In [1]:
# These are all the modules we'll be using later. Make sure you can import them
# before proceeding further.
import numpy as np
import tensorflow as tf
from six.moves import cPickle as pickle
from six.moves import range

#Data loading

In [6]:
pickle_file = 'data/notMNIST.pickle'

with open(pickle_file, 'rb') as f:
    save = pickle.load(f)
    train_dataset = save['train_dataset']
    train_labels = save['train_labels']
    valid_dataset = save['valid_dataset']
    valid_labels = save['valid_labels']
    test_dataset = save['test_dataset']
    test_labels = save['test_labels']
    del save  # hint to help gc free up memory
    print('Training set', train_dataset.shape, train_labels.shape)
    print('Validation set', valid_dataset.shape, valid_labels.shape)
    print('Test set', test_dataset.shape, test_labels.shape)

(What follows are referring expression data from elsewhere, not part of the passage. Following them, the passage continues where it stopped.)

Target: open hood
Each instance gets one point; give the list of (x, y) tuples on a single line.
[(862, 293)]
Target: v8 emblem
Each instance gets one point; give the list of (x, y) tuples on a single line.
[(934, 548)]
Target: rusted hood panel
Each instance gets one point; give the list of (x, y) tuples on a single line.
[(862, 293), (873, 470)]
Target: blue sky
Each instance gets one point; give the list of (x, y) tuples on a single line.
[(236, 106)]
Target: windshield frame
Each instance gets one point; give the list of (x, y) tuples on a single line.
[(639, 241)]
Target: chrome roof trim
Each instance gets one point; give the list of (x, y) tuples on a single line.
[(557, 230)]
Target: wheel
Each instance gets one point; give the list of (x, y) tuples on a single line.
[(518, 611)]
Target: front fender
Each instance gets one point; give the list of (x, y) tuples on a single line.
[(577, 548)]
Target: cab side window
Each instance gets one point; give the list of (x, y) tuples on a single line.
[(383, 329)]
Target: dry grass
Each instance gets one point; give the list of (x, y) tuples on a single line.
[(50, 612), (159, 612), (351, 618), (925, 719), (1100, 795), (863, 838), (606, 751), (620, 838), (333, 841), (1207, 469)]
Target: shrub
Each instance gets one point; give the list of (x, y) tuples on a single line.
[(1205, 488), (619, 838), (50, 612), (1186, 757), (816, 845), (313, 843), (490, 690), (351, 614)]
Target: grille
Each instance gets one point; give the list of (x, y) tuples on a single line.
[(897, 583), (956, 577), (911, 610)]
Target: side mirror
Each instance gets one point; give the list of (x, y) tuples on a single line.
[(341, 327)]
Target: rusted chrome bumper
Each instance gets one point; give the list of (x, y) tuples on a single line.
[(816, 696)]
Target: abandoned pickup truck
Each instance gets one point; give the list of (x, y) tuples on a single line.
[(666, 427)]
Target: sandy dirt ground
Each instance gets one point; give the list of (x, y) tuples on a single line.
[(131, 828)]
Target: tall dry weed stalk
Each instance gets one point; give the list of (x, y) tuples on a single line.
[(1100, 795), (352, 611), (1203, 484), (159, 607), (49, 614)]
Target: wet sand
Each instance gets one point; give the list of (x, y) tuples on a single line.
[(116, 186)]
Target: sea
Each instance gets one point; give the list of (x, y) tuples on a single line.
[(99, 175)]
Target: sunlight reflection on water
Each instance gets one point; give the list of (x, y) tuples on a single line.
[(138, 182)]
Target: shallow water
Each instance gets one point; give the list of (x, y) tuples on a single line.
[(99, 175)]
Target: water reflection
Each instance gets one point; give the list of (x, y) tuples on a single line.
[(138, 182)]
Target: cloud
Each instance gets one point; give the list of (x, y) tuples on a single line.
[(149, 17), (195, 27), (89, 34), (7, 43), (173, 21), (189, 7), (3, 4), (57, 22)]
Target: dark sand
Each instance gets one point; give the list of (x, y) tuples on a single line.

('Training set', (10000, 28, 28), (10000,))
('Validation set', (5000, 28, 28), (5000,))
('Test set', (5000, 28, 28), (5000,))


#Data reformating
Reformat data into shape adapted to logistic regression and multiplayer percentron model
- data as flat matrix, each images is representes of a row of 28*28 variables.
- labels as one-hot encodings: map 0 to [1.0, 0.0, 0.0 ...], 1 to [0.0, 1.0, 0.0 ...] and so on

In [7]:
image_size = 28
num_labels = 10

def reformat(dataset, labels):
    dataset = dataset.reshape((-1, image_size * image_size)).astype(np.float32)
    # Map 0 to [1.0, 0.0, 0.0 ...], 1 to [0.0, 1.0, 0.0 ...]
    labels = (np.arange(num_labels) == labels[:,None]).astype(np.float32)
    return dataset, labels
train_dataset, train_labels = reformat(train_dataset, train_labels)
valid_dataset, valid_labels = reformat(valid_dataset, valid_labels)
test_dataset, test_labels = reformat(test_dataset, test_labels)
print('Training set', train_dataset.shape, train_labels.shape)
print('Validation set', valid_dataset.shape, valid_labels.shape)
print('Test set', test_dataset.shape, test_labels.shape)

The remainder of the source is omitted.